Lochlann Jain: In the Same Vein: The Hepatitis B Vaccine and America’s Dirty Blood

Event date: 
Monday 30 September to Tuesday 1 October

In the Same Vein: The Hepatitis B Vaccine and America’s Dirty Blood

Lochlann Jain,  Stanford University / King’ College London

 

Monday, 30 September, 15:00 – 17:00

 

Venue: Violet Laidlaw Room, 6th Floor, Chrystal Macmillan Building

 

After a full-house first session with excellent discussions yesterday, we are excited to invite you all to our second seminar in 2019/2020. This upcoming session is co-hosted with the Edinburgh Centre for Medical Anthropology.

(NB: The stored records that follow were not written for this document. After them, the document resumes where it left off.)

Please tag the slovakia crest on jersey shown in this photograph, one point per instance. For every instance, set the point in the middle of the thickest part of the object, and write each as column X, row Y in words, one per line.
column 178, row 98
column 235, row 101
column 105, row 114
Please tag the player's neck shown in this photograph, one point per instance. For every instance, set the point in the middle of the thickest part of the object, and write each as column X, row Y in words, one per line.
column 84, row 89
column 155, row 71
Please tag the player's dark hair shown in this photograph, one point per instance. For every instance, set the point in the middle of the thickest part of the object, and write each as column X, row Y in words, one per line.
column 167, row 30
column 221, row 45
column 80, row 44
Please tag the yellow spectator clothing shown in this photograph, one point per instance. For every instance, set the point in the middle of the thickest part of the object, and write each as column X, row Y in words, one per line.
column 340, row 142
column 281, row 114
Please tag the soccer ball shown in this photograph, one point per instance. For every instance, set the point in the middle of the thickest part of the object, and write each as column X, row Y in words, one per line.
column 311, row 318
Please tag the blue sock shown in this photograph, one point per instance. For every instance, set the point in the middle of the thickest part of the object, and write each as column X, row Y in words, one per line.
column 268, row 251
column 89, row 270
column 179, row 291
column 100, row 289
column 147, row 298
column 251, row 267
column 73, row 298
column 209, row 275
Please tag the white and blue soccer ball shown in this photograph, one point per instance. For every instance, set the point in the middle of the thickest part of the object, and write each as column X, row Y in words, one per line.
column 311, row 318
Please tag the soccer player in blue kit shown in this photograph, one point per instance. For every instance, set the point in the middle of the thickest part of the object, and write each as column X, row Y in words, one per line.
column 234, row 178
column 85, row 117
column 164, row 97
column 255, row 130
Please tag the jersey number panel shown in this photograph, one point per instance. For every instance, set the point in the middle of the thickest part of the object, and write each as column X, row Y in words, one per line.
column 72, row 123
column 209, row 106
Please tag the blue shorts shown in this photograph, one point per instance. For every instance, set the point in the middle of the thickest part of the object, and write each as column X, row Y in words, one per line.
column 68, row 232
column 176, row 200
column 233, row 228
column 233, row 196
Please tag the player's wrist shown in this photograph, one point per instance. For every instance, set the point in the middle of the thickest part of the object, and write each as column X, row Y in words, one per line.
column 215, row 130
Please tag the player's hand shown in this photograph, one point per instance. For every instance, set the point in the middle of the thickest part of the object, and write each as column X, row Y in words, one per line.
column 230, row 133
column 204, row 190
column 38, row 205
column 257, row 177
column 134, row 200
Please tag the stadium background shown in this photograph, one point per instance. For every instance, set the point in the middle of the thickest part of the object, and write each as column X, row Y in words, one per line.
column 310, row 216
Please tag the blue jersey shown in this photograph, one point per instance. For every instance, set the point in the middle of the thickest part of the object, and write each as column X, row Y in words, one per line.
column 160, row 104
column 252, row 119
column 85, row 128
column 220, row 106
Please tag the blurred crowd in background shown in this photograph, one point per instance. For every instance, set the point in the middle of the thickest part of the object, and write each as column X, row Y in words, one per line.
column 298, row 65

There will be biscuits, tea and coffee before and after the seminar.

 

Our Speaker

                                                  

Our speaker on Monday 30 September will be Lochlann Jain, who is a professor of Anthropology at Stanford University and a Visiting Professor of Global Health and Social Medicine at King’ College London. Jain is an award-winning scholar and artist and their research falls at the intersection of law, science and technology studies, and medicine and aims to understand how knowledge formations underpin common sense ideas. They are the author of a range of excellent publications on medicine, science & technology as well as auto mobility and have published three books. The most widely known book is certainly ‘Malignant. How Cancer Becomes Us.’ (UC Press: 2013),  which has received praise for its "brilliant and disturbing" (Nature Magazine) account of uncertainty around cancer in modern society and is a “scholarly, angry, intimate, objective, smart, moving book that teaches us how to endure and even maybe thrive in the ‘rubble.’” (Donna Haraway) Her latest book has turned to the relations of art and social science, experimenting in graphic philosophy. In our seminar on Monday, Jain will turn to their most recent research on the history of the Hepatitis B Vaccine in the USA.

 

Speaker’s Abstract

 

The talk will track two parallel stories. First, the practices of industrial blood extraction and trade that led to exploding rates of hepatitis B circulation will be contextualized in light of the enabling legal, medical, and regulatory conditions. Second, the development of the hepatitis B vaccine will be explored focusing in particular on the trials of the 1970s. I analyse how varied and shifting rhetorics of class, sexuality, and criminality played out in the medical and social understandings of hepatitis B in ways that consistently downplayed its seriousness, and set the path for how an emerging HIV was articulated as disease in the early 1980s.